El tamaño del Congreso

POR JULIO BREA FRANCO
En un reciente seminario, de los tantos y frecuentes que se llevan a cabo dedicados al tema electoral y constitucional, se mencionó de pasada el asunto del tamaño del Congreso Nacional: el de la cantidad de legisladores o parlamentarios que componen nuestro Poder Legislativo. Ciertamente no fue esa la primera referencia que se ha hecho respecto a una situación que ya genera insatisfacción.

De todas maneras, el cuestionamiento es válido y atendible. La Cámara de Diputados, por ejemplo, ha venido registrando un crecimiento considerable, y si no se le pone coto, terminará siendo inmanejable. La necesidad de una detente de por si coloca el tópico en la agenda prioritaria de la reforma política. Hay que contener este gigantismo, y más que congelando el número, buscando opciones para solucionarlo. Si bien el tamaño no es por si solo un factor que determine la eficiencia de una asamblea parlamentaria, un número razonable de integrantes puede ayudar.

En la determinación del número de integrantes de una asamblea representativa en general se toma como criterio de definición su relación con la población total de un país, tal y como es cuantificada en los censos decenales (es una regla común en prácticamente todos los países, no aceptar proyecciones o estimaciones poblacionales). Si bien el crecimiento poblacional se ha ralentizado en décadas recientes, su incremento acarrea el aumento de la cantidad de los diputados o representantes.

En el caso dominicano, la población no ha sido la única variable. Dado que la organización administrativa-territorial se asume también como organización política y electoral, la creación de nuevas demarcaciones ha influido, aun si no de manera tan dramática, en el aumento en la cantidad de parlamentarios. Incluso las circunscripciones intraprovinciales, creadas en el 2002 en ocho de las mayores provincias, también han conllevado incrementos.
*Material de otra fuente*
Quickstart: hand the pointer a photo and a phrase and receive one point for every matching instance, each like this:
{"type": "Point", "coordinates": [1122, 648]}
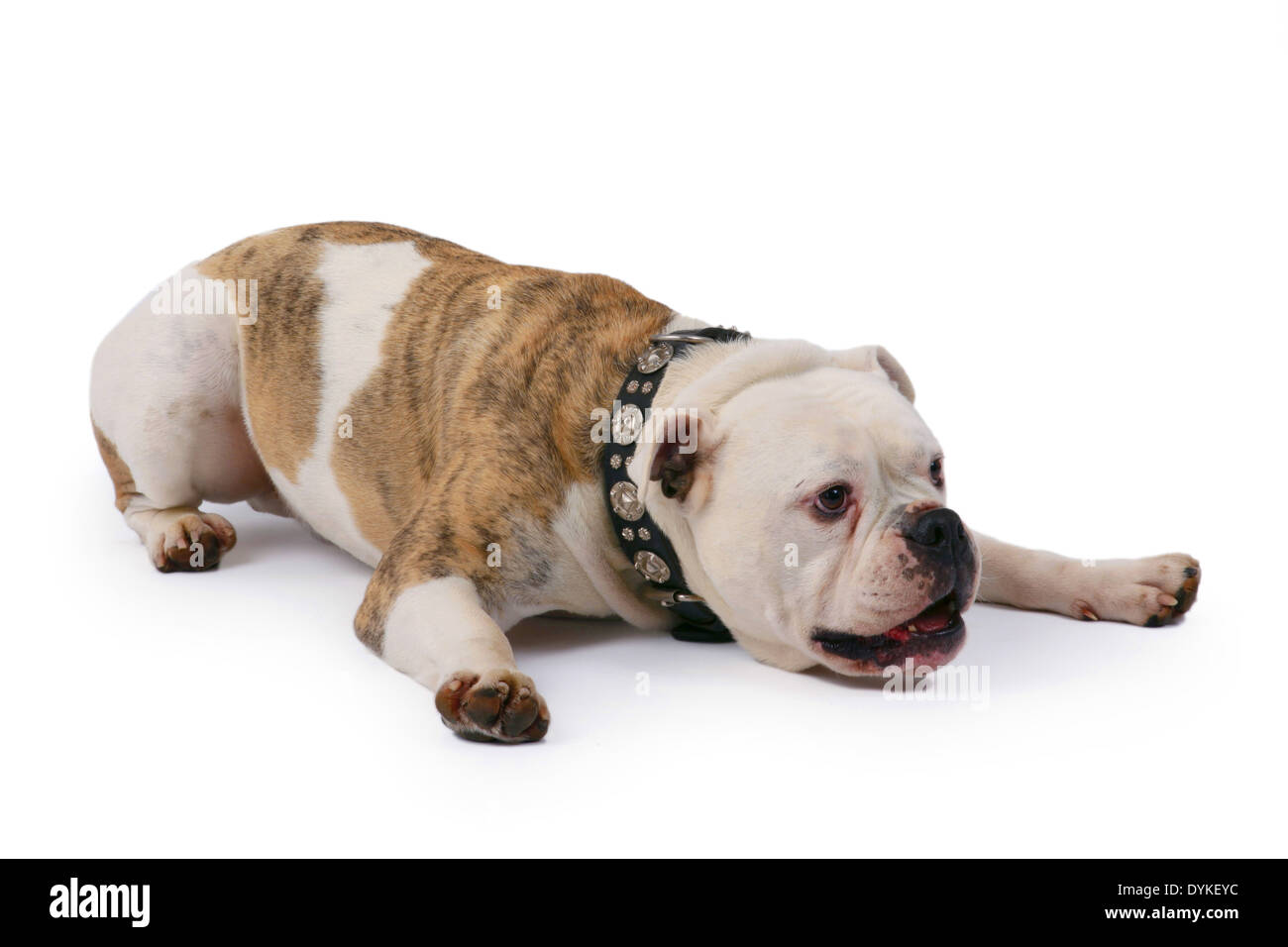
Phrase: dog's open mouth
{"type": "Point", "coordinates": [931, 637]}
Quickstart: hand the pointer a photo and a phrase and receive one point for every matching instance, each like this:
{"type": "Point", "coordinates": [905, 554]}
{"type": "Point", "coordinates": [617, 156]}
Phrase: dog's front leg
{"type": "Point", "coordinates": [1142, 591]}
{"type": "Point", "coordinates": [437, 630]}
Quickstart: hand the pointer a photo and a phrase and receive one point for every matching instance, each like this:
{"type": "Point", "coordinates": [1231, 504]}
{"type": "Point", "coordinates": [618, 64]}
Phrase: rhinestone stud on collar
{"type": "Point", "coordinates": [625, 501]}
{"type": "Point", "coordinates": [651, 566]}
{"type": "Point", "coordinates": [627, 424]}
{"type": "Point", "coordinates": [655, 357]}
Para determinar el número de integrantes en una asamblea representativa existen varios procedimientos. A la operación de distribución de los puestos de diputados entre circunscripciones delimitadas territorialmente se le denomina prorrateo electoral. Lo que se trata con ella es únicamente determinar cuántos puestos habrán de elegirse en cada una de las circunscripciones. Esto significa que nada tiene que ver con el sistema electoral (proporcional, mayoritario o mixto) y/o con la fórmula electoral (d’hondt, cifra repartidora, etc.) que se adopte para, a la luz de la votación obtenida por los partidos políticos, determinar cuántos escaños le corresponden a cada uno. El prorrateo es, pues, anterior a la asignación de los cargos a los partidos.

En el derecho constitucional y electoral dominicano se fija la prorrata de 50 mil habitantes y/o fracción superior a los 25 mil por puesto de diputado. Existe una ruptura a la regla: toda circunscripción provincial le corresponde un mínimo de dos diputados si su población es menor de 75 mil habitantes. Este criterio fue fijado en la Constitución de 1966 y se mantiene en las reformas siguientes incluyendo la vigente.

En los últimos cuarenta años (1966-2006) se han sucedido ininterrumpidamente once Congresos para cuya determinación en sus tamaños se tomaron como base cinco censos poblaciones (1960, 1970, 1981, 1993 y 2002). El incremento ha sido este: de una Cámara de Diputados de 74 miembros se ha llegado, en el 2006, a una de 178 diputados, lo que significa un crecimiento de un 239 por ciento. Por otra parte la población censal pasó de 3 millones 047 mil habitantes, en el censo de 1960, a unos 8 millones 230 mil conllevando por consecuencia un incremento de un 270 por ciento. Si se sigue aplicando el mismo procedimiento es muy probable que el décimo segundo Congreso a inaugurarse en el 2010 los diputados sean 210, esto es, 32 más que los actuales, llevando al Congreso en su totalidad a 242 miembros. Objetivamente van a resultar muchísimos.

Pero el crecimiento poblacional es un fenómeno extendido en una gran parte de los países del mundo, salvo en aquellos que tienen una tasa 0 de crecimiento, en particular en la Unión Europea. ¿Qué se ha hecho entonces para encarar este gigantismo de las asambleas representativas? Se ha cambiado el procedimiento. En vez de adoptar una prorrata fija e invariable, se ha cambiado el punto de partida: se calcula el número de escaños y se divide entre la población contada el censo anterior. De esta manera lo constante termina siendo el número de parlamentarios y se hace variable la proporción poblacional. Como segundo paso, definida la prorrata ésta se aplica en cada una de las circunscripciones para dividiéndola entre la cantidad de habitantes se establezca el número de escaños de cada una.

No hay otra opción que caminar en esta vía. Pero si cambiamos el criterio y el procedimiento tendremos que enfrentarnos a otra cuestión: ¿Qué cantidad de diputados es la conveniente? La respuesta no puede ser medalaganaria ni mucho menos arbitraria a la Fujimori.